Index of x in the given array : |8, |4, |1, 3, 10, |9, |2, 6, 7, |5

If indexes are out of order then you have to start again. So if you count |s then you know number of iterations you need.

Answer 4

Since you already know the result, it's unclear to me in what sense you're "sorting" anything. What result are you looking for -- the information about what numbers are "collected" at each iteration, as you show in your Q? In this case here's a simple Python 2 implementation example:

target = 3, 7, 4, 2, 10, 8, 9, 1, 6, 5

def do_permut(targ):
    look_for = 1
    iter_num = 1
    while look_for != len(targ) + 1:
        print 'Iteration', iter_num, ':',
        for item in targ:
            if item == look_for:
                print item,
                look_for += 1
        print
        iter_num += 1

do_permut(target)

However the task is inevitably O(N squared) -- remember big-O stands for worst case! You'll have up to N iterations (worst case realized when targ is reverse sorted to start with) each over N numbers -- thus, N squared. You could slightly optimize each iteration by collecting a set of numbers previously seen during it and breaking when look_for is in that set, but that only (roughly) halves each iteration's work, so it's still O(N squared).

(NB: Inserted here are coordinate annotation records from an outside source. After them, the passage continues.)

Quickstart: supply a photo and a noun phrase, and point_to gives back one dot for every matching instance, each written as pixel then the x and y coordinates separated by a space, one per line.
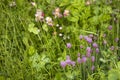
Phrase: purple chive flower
pixel 78 54
pixel 89 40
pixel 104 35
pixel 63 64
pixel 104 42
pixel 93 68
pixel 95 38
pixel 95 45
pixel 91 36
pixel 88 54
pixel 81 37
pixel 84 59
pixel 85 37
pixel 88 50
pixel 110 27
pixel 116 39
pixel 93 58
pixel 81 46
pixel 69 45
pixel 79 60
pixel 97 50
pixel 112 48
pixel 67 57
pixel 68 61
pixel 73 63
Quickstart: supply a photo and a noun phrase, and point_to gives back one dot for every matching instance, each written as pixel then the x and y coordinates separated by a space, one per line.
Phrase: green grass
pixel 28 56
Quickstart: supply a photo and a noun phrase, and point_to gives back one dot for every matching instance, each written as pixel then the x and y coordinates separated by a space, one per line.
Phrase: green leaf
pixel 73 19
pixel 35 30
pixel 64 3
pixel 45 27
pixel 30 27
pixel 19 2
pixel 58 76
pixel 31 50
pixel 114 74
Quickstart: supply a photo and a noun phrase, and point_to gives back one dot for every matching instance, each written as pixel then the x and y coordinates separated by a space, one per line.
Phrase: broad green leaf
pixel 45 27
pixel 35 30
pixel 114 74
pixel 30 27
pixel 73 19
pixel 31 50
pixel 58 76
pixel 20 2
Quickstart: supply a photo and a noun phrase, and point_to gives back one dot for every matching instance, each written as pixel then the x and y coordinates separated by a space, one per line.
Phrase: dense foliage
pixel 59 40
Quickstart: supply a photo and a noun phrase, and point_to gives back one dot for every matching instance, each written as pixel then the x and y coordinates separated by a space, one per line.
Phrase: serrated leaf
pixel 45 27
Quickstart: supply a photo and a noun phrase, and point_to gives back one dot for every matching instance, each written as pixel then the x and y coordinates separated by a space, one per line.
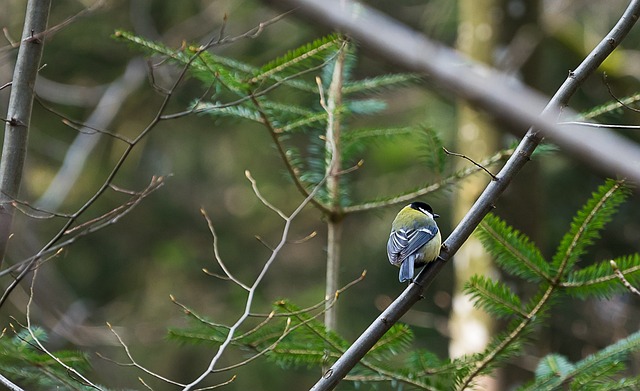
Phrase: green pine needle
pixel 513 251
pixel 494 297
pixel 587 224
pixel 599 279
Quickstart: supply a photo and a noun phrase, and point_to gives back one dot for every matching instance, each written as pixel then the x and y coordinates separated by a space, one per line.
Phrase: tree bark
pixel 14 150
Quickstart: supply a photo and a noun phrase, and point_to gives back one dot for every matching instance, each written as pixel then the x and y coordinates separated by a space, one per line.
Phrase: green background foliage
pixel 125 273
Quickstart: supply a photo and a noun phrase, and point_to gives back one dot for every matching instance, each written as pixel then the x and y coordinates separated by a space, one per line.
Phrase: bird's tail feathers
pixel 407 270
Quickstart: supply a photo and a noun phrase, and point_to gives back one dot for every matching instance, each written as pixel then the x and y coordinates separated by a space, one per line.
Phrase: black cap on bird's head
pixel 424 208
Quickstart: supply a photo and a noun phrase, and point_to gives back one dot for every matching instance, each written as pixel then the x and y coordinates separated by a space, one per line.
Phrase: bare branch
pixel 216 252
pixel 252 289
pixel 133 361
pixel 16 131
pixel 488 90
pixel 623 279
pixel 10 385
pixel 480 166
pixel 40 346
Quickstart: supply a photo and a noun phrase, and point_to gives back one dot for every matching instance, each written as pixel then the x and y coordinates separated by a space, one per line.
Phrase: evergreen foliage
pixel 22 361
pixel 244 92
pixel 293 337
pixel 305 342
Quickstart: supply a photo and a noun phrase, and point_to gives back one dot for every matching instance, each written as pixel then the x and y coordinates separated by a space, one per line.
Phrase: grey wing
pixel 405 242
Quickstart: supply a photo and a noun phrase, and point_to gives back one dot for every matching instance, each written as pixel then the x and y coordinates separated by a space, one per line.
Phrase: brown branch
pixel 623 279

If you can explain better what results and outputs you expect from your work we may be able to help more!

Just for curiosity here's a version with the above "improvement" and also a sanity check to ensure it raises an exception, rather than looping forever, if passed a sequence that's NOT a permutation of [1:n)...:

target = 3, 7, 4, 2, 10, 8, 9, 1, 6, 5

def do_permut(targ):
    look_for = 1
    iter_num = 1
    while look_for != len(targ) + 1:
        print 'iteration', iter_num, ':',
        seen = set()
        found_in_iter = 0
        for item in targ:
            seen.add(item)
            if item == look_for:
                print item,
                found_in_iter += 1
                look_for += 1
                if look_for in seen:
                    break
        print
        if not found_in_iter:
            raise ValueError('missing: %s' % look_for)
        iter_num += 1

do_permut(target)